Lyon Financial Services, Inc., D/B/A the Manifest Group v. McRae Ford, Inc.
This text of Lyon Financial Services, Inc., D/B/A the Manifest Group v. McRae Ford, Inc. (Lyon Financial Services, Inc., D/B/A the Manifest Group v. McRae Ford, Inc.) is published on Counsel Stack Legal Research, covering Louisiana Court of Appeal primary law. Counsel Stack provides free access to over 12 million legal documents including statutes, case law, regulations, and constitutions.
Opinion
STATE OF LOUISIANA COURT OF APPEAL, THIRD CIRCUIT
04-199
LYON FINANCIAL SERVICES, INC., D/B/A/ THE MANIFEST GROUP
VERSUS
MCRAE FORD, INC., ET AL.
********** APPEAL FROM THE THIRTEENTH JUDICIAL DISTRICT COURT PARISH OF VERNON, NO. 65,818 HONORABLE VERNON B. CLARK, PRESIDING **********
SYLVIA R. COOKS JUDGE
**********
Court composed of Sylvia R. Cooks, Elizabeth A. Pickett and Billy H. Ezell, Judges.
REVERSED AND REMANDED.
Mary Catherine Cali Carlos A. Romanach John C. Walsh Shows, Cali & Berthelot 644 St. Ferdinand Street Baton Rouge, LA 70802 (225) 346-1461 COUNSEL FOR PLAINTIFF-APPELLANT: Lyon Financial Services, Inc., d/b/a The Manifest Group
Robert G. Nida Gregory B. Upton Christopher M. Sylvia 2001 MacArthur Drive P.O. Box 6118 Alexandria, LA 71307-6118 (318) 445-6471 COUNSEL FOR DEFENDANT-APPELLEE: McRae Ford, Inc. COOKS, Judge. Showroom Master Traffic, Inc. (hereafter STM) approached McRae Ford in
1999 about purchasing a computer system for use in its business. In 1999, McRae
Ford entered into a lease agreement with ACI Financial, Inc., for the computer system.

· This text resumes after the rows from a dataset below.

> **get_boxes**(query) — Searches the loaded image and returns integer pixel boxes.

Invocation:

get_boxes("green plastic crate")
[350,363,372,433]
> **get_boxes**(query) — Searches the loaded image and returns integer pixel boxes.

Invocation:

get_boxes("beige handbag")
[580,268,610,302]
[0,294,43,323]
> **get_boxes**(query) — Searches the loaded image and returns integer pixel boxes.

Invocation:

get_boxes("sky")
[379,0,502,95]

This lease agreement was eventually assigned to Lyon Financial Services, Inc., d/b/a
The Manifest Group (hereafter Lyon/Manifest).
A representative of STM attempted to install the system. McRae Ford contends
the computer system has not been completely installed because parts integral to the
functioning of the computer system were never delivered. According to McRae,
without the non-delivered parts the computer system could not perform any of the
tasks for which McRae leased the system. Repairs were attempted to correct the
defects in the system, but it was not corrected to McRae’s satisfaction. McRae then
requested the system be removed from its premises. They did not pay the regularly
scheduled lease payments, thereby defaulting on the lease agreement.

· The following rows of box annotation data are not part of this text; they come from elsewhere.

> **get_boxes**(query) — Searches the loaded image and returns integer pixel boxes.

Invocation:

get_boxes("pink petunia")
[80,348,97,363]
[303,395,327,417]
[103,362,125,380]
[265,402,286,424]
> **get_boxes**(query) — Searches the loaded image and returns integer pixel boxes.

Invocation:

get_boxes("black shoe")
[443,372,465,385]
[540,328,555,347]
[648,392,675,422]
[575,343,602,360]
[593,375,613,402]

Lyon/Manifest filed suit against McRae Ford and STM seeking damages for
past due and accelerated rent. McRae Ford filed cross claims against STM and third
party demands against ACI and STM. Lyon/Manifest filed a motion for summary
judgment against McRae Ford, which was denied. Shortly thereafter, McRae Ford
filed its own motion for summary judgment. The trial court granted McRae’s motion
finding the waiver of warranty provision in the lease was unenforceable because it was
against public policy. The court specifically found the waiver of warranties provision
in the lease agreement was not brought to the attention of McRae Ford. Therefore, the
trial court held the lease agreement was a nullity and the claim for payment asserted
by Lyon/Manifest, which was based on the lease agreement, must fall.
Lyon/Manifest appealed the trial court’s judgment, asserting the following
assignments of error:
-1- 1. The trial court erred when it granted summary judgment in favor of McRae Ford and against Lyon/Manifest because a genuine issue of material fact existed as to whether or not the representative of McRae Ford, Mark D. McRae, had read and/or was aware of and/or was presumed to have known about the waiver of implied warranties clause in the lease agreement, or whether or not the waiver of warranties had been brought to his attention or the waiver of warranties was presumed to have been brought to the attention of Mark McRae.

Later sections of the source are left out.